SAN SALVADOR, El Salvador -- Two years ago Wednesday, a sniper cut down San Salvador Archbishop Oscar Romero, destroying with a single shot the leadership of the nation's influential Roman Catholic church and its most impassioned liberal voice.
Since the assassination March 24, 1980, at the altar of a hospital chapel, El Salvador's growing bloodshed has opened a bitter rift in the Salvadoran church between its conservative bishops and liberal clergy.
At the heart of the controversy is whether the church should take up the revered archbishop's fiery denuciations of government repression or steer a middle course condemning violence by both Salvadoran troops and leftist guerrillas.
The choice was dramatized by Romero's own call to government troops in a sermon moments before his death: 'In the name of God... I implore you, I beg you, I order you, stop the repression.'
Moments later, as the archbishop was saying mass, a sniper took aim and shot Romero dead.
No arrests have been made in the assassination but former U.S. Ambassador Robert White said there was evidence it was ordered by Roberto D'Aubuisson, now an extreme rightist candidate in Sunday's Salvadoran elections.
Romero's successor, acting San Salvador Archbishop Arturo Rivera y Damas, has chosen a difficult middle course of condemning the violence on both sides of the civil war tearing apart the Central American nation.
'Archbishop Romero lived in his time and I live in mine,' Rivera, 59, an expert in ecclesiastical law and the man Romero once singled out as his best friend, said in an recent interview.
Rivera has strongly condemned leftist guerrilla violence, cleared his offices of some liberal priests and made it clear that Socorro Juridico, an allegedly leftist Catholc human rights group, does not speak for him.

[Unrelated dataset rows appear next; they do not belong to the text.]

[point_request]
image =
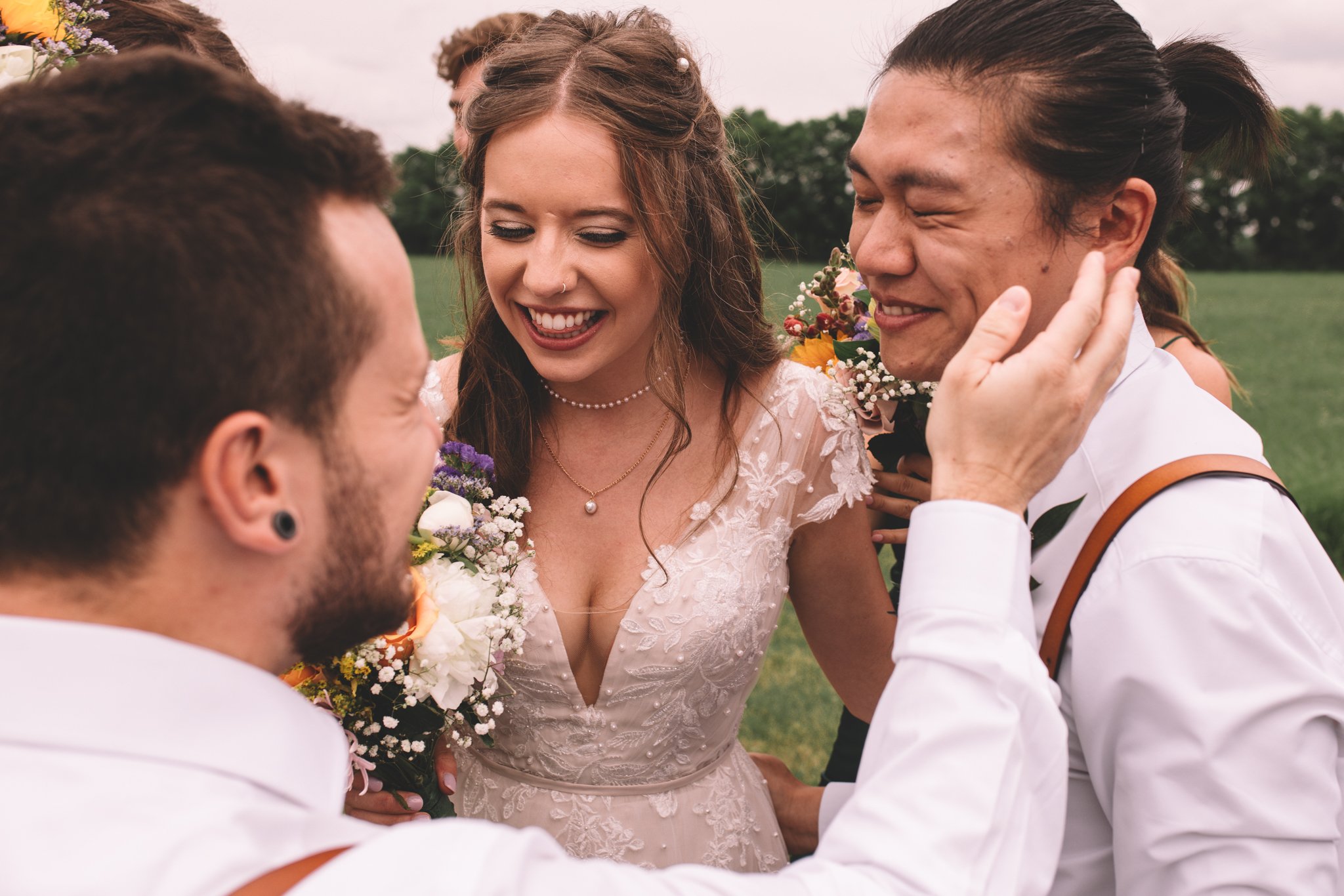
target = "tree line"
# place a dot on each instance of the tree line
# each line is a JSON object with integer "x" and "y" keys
{"x": 1291, "y": 219}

He and the nation's three other bishops -- all to the right of center -- have endorsed Sunday's elections for a constituent assembly.
The ruling junta proposes the elections as the first step toward ending a civil war that has claimed some 30,000 lives over three years but the left terms the elections a farce designed to legitimize a repressive government.
Although Rivera is known to have told U.S. Embassy officials that he believed government security forces were responsible for most of the non-combat deaths in El Salvador, his homilies are strenuously evenhanded.
In last Sunday's homily, he decried the violence, mentioning two alleged government massacres and two alleged massacres by guerrillas.
Critics noted he did not mention the government massacres involved at least 410 lives, while the guerrillas' massacres involved some 45 lives.
The homilies have prompted bitter criticism from the liberals among El Salvador's 400 priests and nuns, many of them committed to the 'theology of liberation' that calls on the church to make 'a preferential option for the poor.'
'One part of the church is following the path laid down by archbishop Romero,' said an editorial of the Jesuit-run Central American University to be published on the second anniversary of Romero's death.
'Another part seems preocupied with survival more than with people, more decided to fight against the left than to defend the cause of the people, closer to the armed forces and the (U.S.) State Department than to the suffering of the oppressed,' the editorial said.